39. For previous correspondence, see Foreign Relations, 1930, vol. iii, pp. 535 ff.

[The negotiations which resulted in this Convention were primarily based upon recommendations in Minute No. 129 (“Report on Rio Grande Rectification”) adopted on July 31, 1930, by the International Boundary Commission, United States and Mexico.40 Minute No. 129 was adopted without delay by the American and Mexican Governments. On August 21, 1930, the American Ambassador in Mexico was authorized to initiate negotiations for an agreement, in form of a treaty, which would achieve the engineering and construction features of Minute No. 129.41 The American Government also desired to have the agreement include a final settlement of the territorial [Page 824] differences existing between the United States and Mexico in the region covered by the rectification project.

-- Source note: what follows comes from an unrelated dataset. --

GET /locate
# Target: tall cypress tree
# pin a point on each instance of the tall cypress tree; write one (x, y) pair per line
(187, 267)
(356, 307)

At times there seemed to be a fair chance that a complete adjustment including territorial disputes, could be negotiated either in form of a treaty or of an agreement by the two Boundary Commissioners acting not strictly as such but under special instructions from their respective Governments and endowed with special powers for such signature. Thus, the Commissioners would not be functioning under the provisions of existing treaties but under special powers; the arrangement would be taken out of the category of regular minutes. With regard to the form of agreement, the United States wanted the instrument to be one which would be submitted to the Senate for advice and consent to ratification.

The territorial questions involved (El Chamizal, Córdoba and Horcón tracts, San Elizario “Island”) to which was eventually added the Pious Fund Award possessed certain internal political aspects. The latter affected proposals and counterproposals on which mutual agreement was impossible. Finally, in January 1933, the Mexican Minister for Foreign Affairs, José Manuel Puig Casauranc, and the American Ambassador, J. Reuben Clark, Jr., agreed that the most urgent question, the general project of rectification and flood prevention as provided for in Minute No. 129 of July 31, 1930, should be carried through separately in a Convention. Adjustment of the territorial questions was left until such later time as might prove to be more propitious.

Since no settlement of the territorial issues had been achieved when this volume was ready for publication, it was decided, after consultation between the two Governments, to omit at this time documentation on this phase of the negotiations for the years 1931–1933. This decision is in accordance with that section of Department of State Regulation 045.2 which permits certain omissions of documents from Foreign Relations “to avoid publication of matters which would tend to impede current diplomatic negotiations or other business.”]

  1. Foreign Relations, 1930, vol. iii, p. 545. To this Minute was attached a “Joint Report of Consulting Engineers Rio Grande Rectification—El Paso-Juárez Valley,” which is printed with the Convention between the United States of America and Mexico, for the rectification of the Rio Grande, signed at Mexico City, February 1, 1933, in Department of State Treaty Series No. 864.
  2. Foreign Relations, 1930, vol. iii, pp. 551 ff. The later request of the Mexican Government that it, rather than that of the United States, should initiate negotiations, was acceded to by the American Government. (Ibid., pp. 553 ff.)